Permutation of n things taking r at a time P(n,r)

Permutation is a fundamental concept in combinatorics that deals with the arrangement of objects in a specific order. When we talk about the permutation of n things taking r at a time, denoted as P(n, r), we are interested in the number of ways to arrange r objects out of n distinct objects.

Understanding Permutations

Before diving into the formula and examples, let's clarify what we mean by permutations:

Permutation: An ordered arrangement of objects.
n: The total number of distinct objects.
r: The number of objects to be arranged at a time.

Formula for P(n, r)

The formula for calculating the number of permutations of n things taken r at a time is given by:

$$ P(n, r) = \frac{n!}{(n-r)!} $$

where n! (n factorial) is the product of all positive integers from 1 to n.

Important Points

Here are some important points to remember about permutations:

The order of arrangement is important in permutations.
If r = n, then P(n, n) = n!, which means we are arranging all objects.
If r > n, then P(n, r) = 0, since we cannot arrange more objects than we have.
P(n, 0) = 1, since there is only one way to arrange zero objects.
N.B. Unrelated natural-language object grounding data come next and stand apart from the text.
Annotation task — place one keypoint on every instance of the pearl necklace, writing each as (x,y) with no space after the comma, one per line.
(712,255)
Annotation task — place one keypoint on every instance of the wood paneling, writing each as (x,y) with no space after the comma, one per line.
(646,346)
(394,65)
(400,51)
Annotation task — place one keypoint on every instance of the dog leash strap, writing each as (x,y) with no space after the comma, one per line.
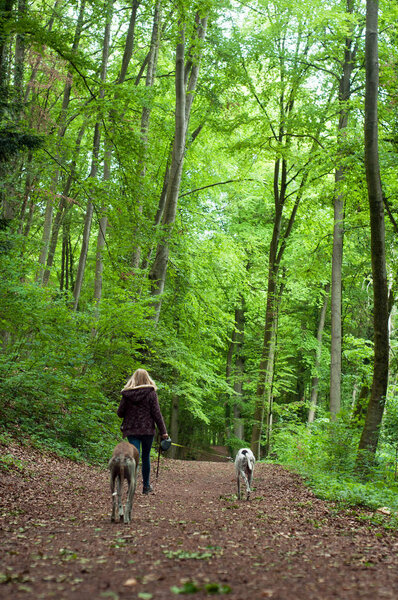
(211,452)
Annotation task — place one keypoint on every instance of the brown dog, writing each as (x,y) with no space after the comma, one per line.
(123,465)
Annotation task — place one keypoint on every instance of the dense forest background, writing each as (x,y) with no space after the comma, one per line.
(185,188)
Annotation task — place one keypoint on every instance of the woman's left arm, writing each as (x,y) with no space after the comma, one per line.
(122,408)
(156,414)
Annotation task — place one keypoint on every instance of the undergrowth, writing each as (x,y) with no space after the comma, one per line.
(325,453)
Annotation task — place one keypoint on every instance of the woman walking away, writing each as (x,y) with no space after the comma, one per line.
(139,409)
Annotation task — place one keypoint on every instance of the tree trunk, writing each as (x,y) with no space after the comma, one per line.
(315,379)
(48,215)
(174,425)
(238,371)
(370,434)
(94,163)
(62,207)
(184,99)
(146,111)
(338,231)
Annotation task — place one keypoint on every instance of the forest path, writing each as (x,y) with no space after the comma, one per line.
(58,541)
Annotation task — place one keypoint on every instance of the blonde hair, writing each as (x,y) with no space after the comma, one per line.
(139,378)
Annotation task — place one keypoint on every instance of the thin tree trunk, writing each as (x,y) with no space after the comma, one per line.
(94,163)
(146,111)
(238,371)
(184,99)
(174,424)
(62,207)
(370,434)
(338,231)
(48,215)
(315,379)
(103,221)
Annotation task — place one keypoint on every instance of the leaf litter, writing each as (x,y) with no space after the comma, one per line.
(191,537)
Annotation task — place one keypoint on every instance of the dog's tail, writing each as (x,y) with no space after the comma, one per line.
(121,472)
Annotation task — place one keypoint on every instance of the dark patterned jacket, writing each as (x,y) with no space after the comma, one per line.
(139,409)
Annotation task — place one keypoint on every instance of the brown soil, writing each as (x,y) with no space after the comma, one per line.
(58,541)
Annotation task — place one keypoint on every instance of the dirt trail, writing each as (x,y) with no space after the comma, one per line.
(57,540)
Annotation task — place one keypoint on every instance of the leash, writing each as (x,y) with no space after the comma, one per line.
(211,452)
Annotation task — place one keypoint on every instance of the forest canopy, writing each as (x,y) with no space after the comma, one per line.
(206,190)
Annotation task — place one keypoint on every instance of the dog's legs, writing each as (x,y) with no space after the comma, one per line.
(131,481)
(247,484)
(114,501)
(119,487)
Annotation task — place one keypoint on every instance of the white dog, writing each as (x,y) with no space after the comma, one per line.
(244,466)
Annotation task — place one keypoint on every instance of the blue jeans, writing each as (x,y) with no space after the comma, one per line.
(146,441)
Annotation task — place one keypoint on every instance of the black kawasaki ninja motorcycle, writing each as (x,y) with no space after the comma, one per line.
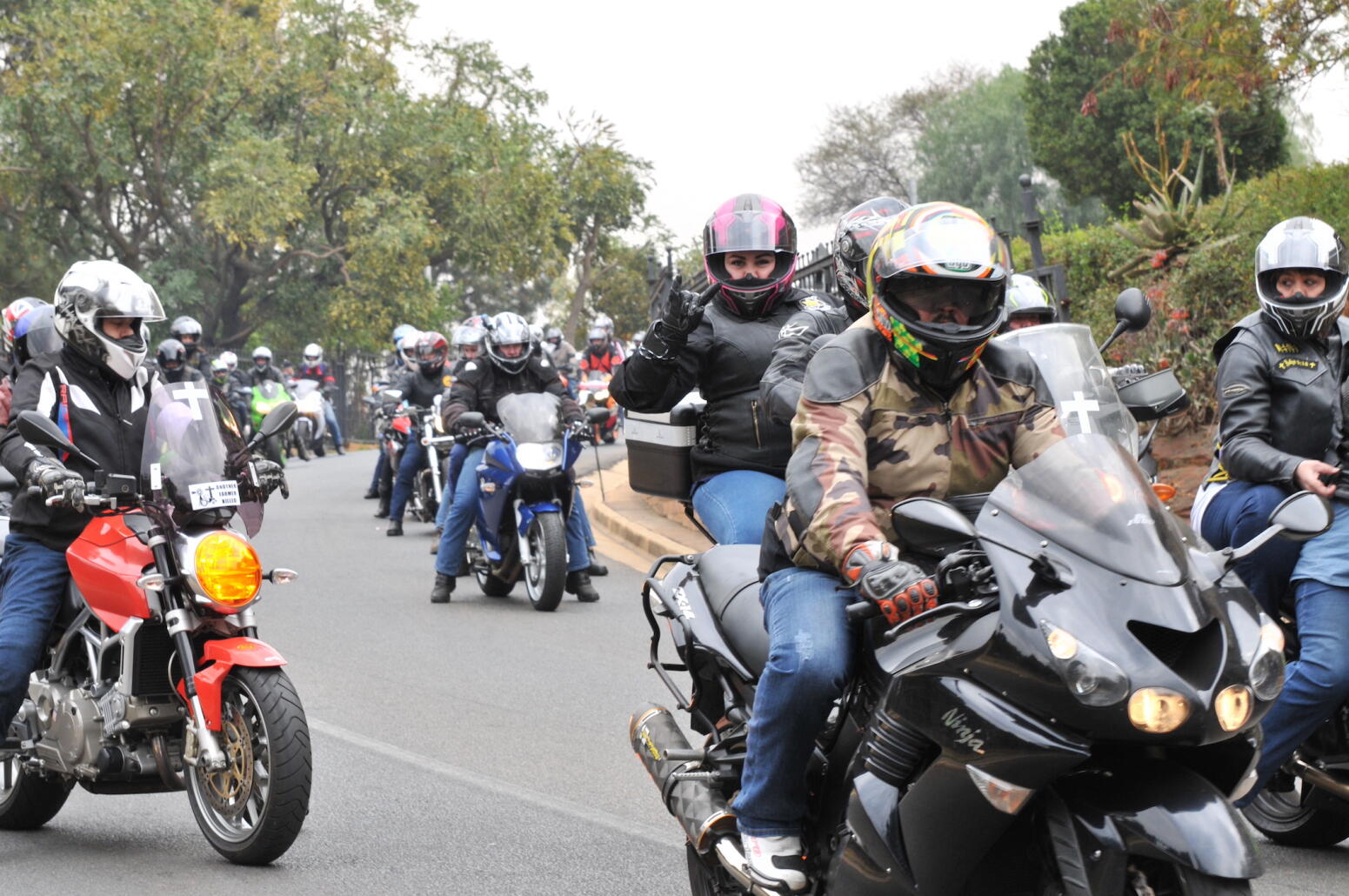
(1070,721)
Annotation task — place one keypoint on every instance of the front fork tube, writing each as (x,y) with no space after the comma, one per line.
(178,622)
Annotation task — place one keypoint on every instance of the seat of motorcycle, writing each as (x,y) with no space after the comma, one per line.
(730,582)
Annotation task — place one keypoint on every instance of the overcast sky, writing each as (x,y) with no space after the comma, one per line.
(724,97)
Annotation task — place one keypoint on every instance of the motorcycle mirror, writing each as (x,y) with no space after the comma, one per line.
(1132,312)
(1298,517)
(930,525)
(1302,516)
(41,431)
(278,418)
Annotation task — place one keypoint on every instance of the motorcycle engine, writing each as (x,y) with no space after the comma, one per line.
(70,729)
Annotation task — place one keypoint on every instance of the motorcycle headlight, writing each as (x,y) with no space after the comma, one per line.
(538,455)
(1266,670)
(227,571)
(1093,679)
(1158,710)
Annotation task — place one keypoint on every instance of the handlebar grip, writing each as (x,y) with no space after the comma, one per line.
(862,610)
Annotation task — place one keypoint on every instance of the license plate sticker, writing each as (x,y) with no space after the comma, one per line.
(213,494)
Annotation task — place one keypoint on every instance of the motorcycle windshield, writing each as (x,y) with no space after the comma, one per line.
(1089,496)
(185,462)
(531,416)
(1079,382)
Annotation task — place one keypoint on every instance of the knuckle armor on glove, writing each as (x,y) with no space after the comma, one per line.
(898,587)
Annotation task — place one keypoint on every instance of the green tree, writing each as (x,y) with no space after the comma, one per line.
(1079,108)
(264,162)
(974,149)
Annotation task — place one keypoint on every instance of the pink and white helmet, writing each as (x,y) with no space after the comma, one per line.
(751,223)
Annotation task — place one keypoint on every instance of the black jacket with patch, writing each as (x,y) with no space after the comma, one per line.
(725,358)
(102,413)
(1278,401)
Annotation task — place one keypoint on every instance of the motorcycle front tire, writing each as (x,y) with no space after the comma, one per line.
(29,800)
(1300,817)
(262,722)
(545,575)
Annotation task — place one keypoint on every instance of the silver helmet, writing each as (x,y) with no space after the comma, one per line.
(1305,244)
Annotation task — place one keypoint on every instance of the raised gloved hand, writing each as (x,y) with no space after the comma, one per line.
(60,486)
(685,308)
(898,587)
(271,477)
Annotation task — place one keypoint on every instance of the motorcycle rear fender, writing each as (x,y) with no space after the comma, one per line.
(1155,808)
(216,660)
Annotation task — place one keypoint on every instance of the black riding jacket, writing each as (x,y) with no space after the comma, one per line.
(724,358)
(480,384)
(421,389)
(1278,401)
(798,342)
(102,413)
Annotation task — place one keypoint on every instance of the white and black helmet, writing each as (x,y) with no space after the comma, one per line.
(1305,244)
(509,328)
(93,291)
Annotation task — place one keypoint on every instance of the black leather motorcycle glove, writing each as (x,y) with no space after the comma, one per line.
(900,589)
(66,487)
(271,477)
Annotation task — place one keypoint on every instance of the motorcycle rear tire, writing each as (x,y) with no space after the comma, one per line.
(278,736)
(29,800)
(545,578)
(1298,818)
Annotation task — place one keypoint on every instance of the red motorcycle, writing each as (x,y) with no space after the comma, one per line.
(154,676)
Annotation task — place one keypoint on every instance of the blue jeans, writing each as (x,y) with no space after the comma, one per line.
(457,462)
(732,505)
(331,421)
(811,646)
(1239,513)
(32,583)
(463,512)
(1317,682)
(414,458)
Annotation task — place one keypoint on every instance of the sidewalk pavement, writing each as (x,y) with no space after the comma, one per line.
(649,526)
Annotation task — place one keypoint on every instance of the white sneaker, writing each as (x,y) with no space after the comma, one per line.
(776,862)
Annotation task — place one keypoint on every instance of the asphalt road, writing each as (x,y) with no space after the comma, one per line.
(468,748)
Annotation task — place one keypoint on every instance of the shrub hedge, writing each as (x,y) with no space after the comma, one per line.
(1199,294)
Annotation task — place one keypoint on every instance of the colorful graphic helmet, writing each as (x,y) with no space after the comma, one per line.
(506,332)
(432,351)
(1028,301)
(937,284)
(1305,244)
(853,240)
(93,291)
(751,223)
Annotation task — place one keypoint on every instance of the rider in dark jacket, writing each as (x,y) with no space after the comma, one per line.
(509,369)
(721,343)
(1282,430)
(810,330)
(420,389)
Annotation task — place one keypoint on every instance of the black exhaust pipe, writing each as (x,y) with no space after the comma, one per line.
(685,790)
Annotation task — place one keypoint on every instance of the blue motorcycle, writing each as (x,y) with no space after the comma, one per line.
(525,490)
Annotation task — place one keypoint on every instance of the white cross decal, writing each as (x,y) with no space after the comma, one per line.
(1081,406)
(193,391)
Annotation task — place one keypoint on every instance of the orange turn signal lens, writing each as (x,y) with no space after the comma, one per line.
(228,570)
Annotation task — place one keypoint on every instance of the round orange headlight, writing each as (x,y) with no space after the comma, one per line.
(228,570)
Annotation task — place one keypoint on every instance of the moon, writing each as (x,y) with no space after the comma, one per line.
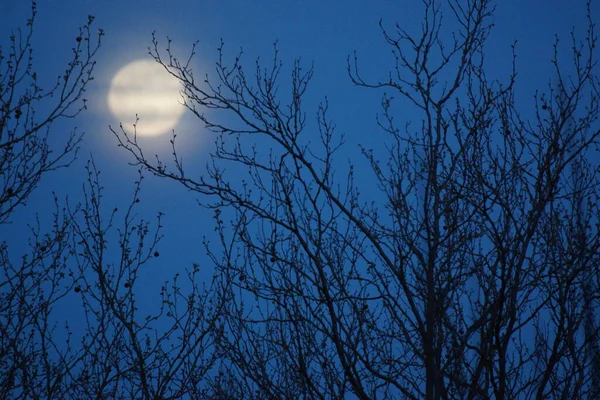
(145,88)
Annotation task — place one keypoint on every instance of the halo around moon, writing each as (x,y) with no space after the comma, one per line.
(145,88)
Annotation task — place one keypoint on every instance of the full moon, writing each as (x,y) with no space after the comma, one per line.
(145,88)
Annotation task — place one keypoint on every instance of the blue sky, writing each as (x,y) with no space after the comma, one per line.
(323,32)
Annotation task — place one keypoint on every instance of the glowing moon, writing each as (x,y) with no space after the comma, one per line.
(145,88)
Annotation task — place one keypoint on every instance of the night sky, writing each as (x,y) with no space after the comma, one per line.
(321,32)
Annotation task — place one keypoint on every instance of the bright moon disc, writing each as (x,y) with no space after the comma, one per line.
(145,88)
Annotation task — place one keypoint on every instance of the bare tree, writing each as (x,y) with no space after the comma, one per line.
(31,285)
(464,277)
(110,349)
(25,150)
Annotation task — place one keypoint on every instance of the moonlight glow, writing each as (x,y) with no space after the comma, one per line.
(145,88)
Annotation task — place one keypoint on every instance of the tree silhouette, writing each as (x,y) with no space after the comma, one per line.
(465,276)
(465,266)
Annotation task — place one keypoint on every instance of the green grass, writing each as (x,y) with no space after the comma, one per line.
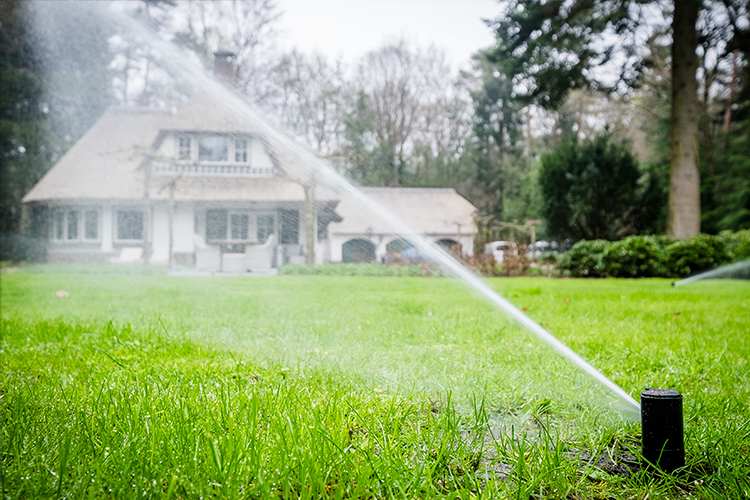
(327,386)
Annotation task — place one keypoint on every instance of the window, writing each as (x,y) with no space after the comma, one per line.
(75,225)
(91,225)
(289,227)
(183,149)
(239,224)
(58,222)
(129,224)
(240,150)
(265,227)
(213,148)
Differences and Important Points

Aspect	Permutation (P(n, r))	Combination (C(n, r))
Order	Order of selection matters	Order of selection does not matter
Formula	$P(n, r) = \frac{n!}{(n-r)!}$	$C(n, r) = \frac{n!}{r!(n-r)!}$
Example	Arranging books on a shelf	Choosing books to take home from a shelf
When to use	When the arrangement or sequence is important	When only the selection is important, not the order

Examples

Let's look at some examples to better understand P(n, r):

Example 1

Question: How many ways can 3 medals (gold, silver, bronze) be awarded to 8 athletes?

Solution:

Here, n = 8 (athletes) and r = 3 (medals). We want to find P(8, 3).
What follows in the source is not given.